Thursday, July 10, 2008

Rural medicine lessons for residents

Last week marked a new rotation in the academic medicine schedule, and 2 residents landed in Yellowknife to begin their rural internal medicine rotations. One of them joined me yesterday for clinic. By the end of the morning, he asked if he could ask me a “program” question. “I’m not sure I understand how you utilize subspecialists up here in Yellowknife,” he commented. “Do you call them for advice, or send patients down for consultation?”

I remembered my first few months in rural practice, which included several desperate phone calls back to McGill (where I had trained) for advice. During those days, I was intimidated by the clinic setting and spent hours each day checking notes and online education resources to ensure I was managing patients appropriately. Six years later, life has changed considerably.

“Well,” I replied, “I send patients down when they need a procedure – an MRI, cardiac catheterization, perhaps a MIBI scan. I’m not as strong at rheumatology or outpatient neurology these days, since we have excellent locums who come every 3 months and see patients from all over the north here in Yellowknife. I don’t usually send patients out for an opinion on a cardiology or diabetes patient, since we’re able to offer good service here in the north.”

He thought back over the morning. We had followed up a patient post-ablation for WPW, discussed pharmacologic and other options for SVT with a teenager and her mother, and reprogrammed the pacemaker of a patient from Ulukhaktok, a tiny hamlet on an island in the Arctic Ocean. I had spoken to an Edmonton specialist regarding changes to an outpatient tuberculosis regimen due to drug intolerance, and I was trying to book a pregnant type II diabetic within the next couple of days, to start her on insulin. The tuberculosis and pacemaker cases presented us with some good teaching opportunities, and we also discussed the benefits of continuous glucose monitoring systems in selected diabetic patients.

“I guess I didn’t expect all of this to happen in one place,” commented my resident. “I don’t think that’s what internists do in downtown Calgary, is it?” Having never worked in Calgary, I had no details to give him regarding the outpatient life of internists more familiar to him. “I’m sure that each of them has a practice profile suiting their expertise and meeting a need in their community,” was the best I could do.

I never chose tuberculosis, or pacemakers, or insulin pumps, as part of my job description; in a small community, a specialist’s role develops around local needs and to complement local expertise. Most gastroenterology questions are punted from my desk to a couple of colleagues down the hall, and they reciprocate with nephrology referrals since I work most closely with our dialysis and renal insufficiency programs.

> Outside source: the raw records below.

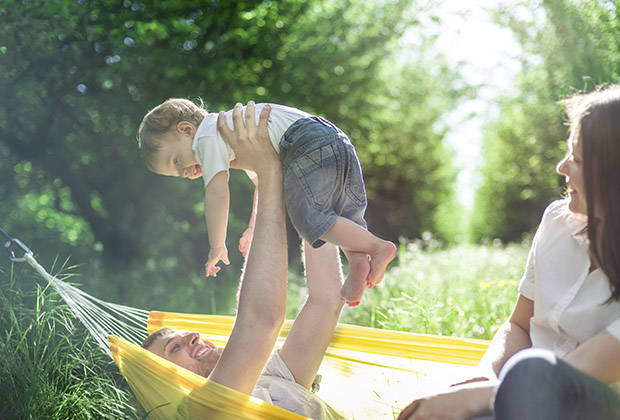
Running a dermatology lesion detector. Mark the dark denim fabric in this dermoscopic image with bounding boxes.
[476,349,620,420]
[279,117,367,248]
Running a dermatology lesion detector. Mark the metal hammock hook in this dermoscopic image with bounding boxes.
[0,228,33,262]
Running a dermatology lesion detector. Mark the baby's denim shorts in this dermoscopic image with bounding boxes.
[279,117,367,248]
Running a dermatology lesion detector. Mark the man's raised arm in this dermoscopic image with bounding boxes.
[210,102,288,394]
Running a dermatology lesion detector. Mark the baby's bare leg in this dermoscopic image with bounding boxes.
[340,249,370,306]
[321,217,396,303]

In the afternoon, the resident joined me for stress testing, and we started out with a patient from the small community of Fort Smith. A young man with previous coronary bypass surgery and chronic atrial fibrillation, he clearly needed consistent care to prevent future cardiac events. I listed him for annual stress tests – not because they are necessarily indicated, but because they will guarantee he sees an internist at least annually to review his lipids, diabetes management, ventricular rate control, and cardiac status. “Fort Smith just lost its only permanent physician,” I explained to the resident, “so I can ask the nurses to watch his heart rate, lipids and so on – but I can’t guarantee continuity of physician coverage unless he’s kept in our system.”

The next patient, from Yellowknife, had been unable to find a family physician for months. He had a reassuring stress test but multiple cardiac risk factors. “Our nurse practitioner will follow up his lipids and smoking cessation,” I told the resident; “If anyone can help him stop smoking, it will be an ex-smoker who has plenty of time for phone and clinic follow-up.”

Sometimes it seems that every community in the Northwest Territories has a different model of care, which changes as local medical resources ebb and flow. My resident will soon board another plane for a 1-physician community, where the visiting internist is treated to lunch in exchange for a spontaneous lecture to the local nursing staff on the topic of their choice. He will see patients from the bush and patients from the town, and offer advice and encouragement to the nurses who give most of the medical care to the region’s scattered population.

Perhaps one day my resident (or one of his colleagues) will give himself to a small community, becoming the internist for an otherwise unserved population, learning and growing with local needs and programs. Granted, it is a model he has not seen before; but it is the only life I have known since I was foolhardy enough to accept a 1-way ticket here from Montreal. I do miss the opera, but otherwise I wouldn’t change a thing.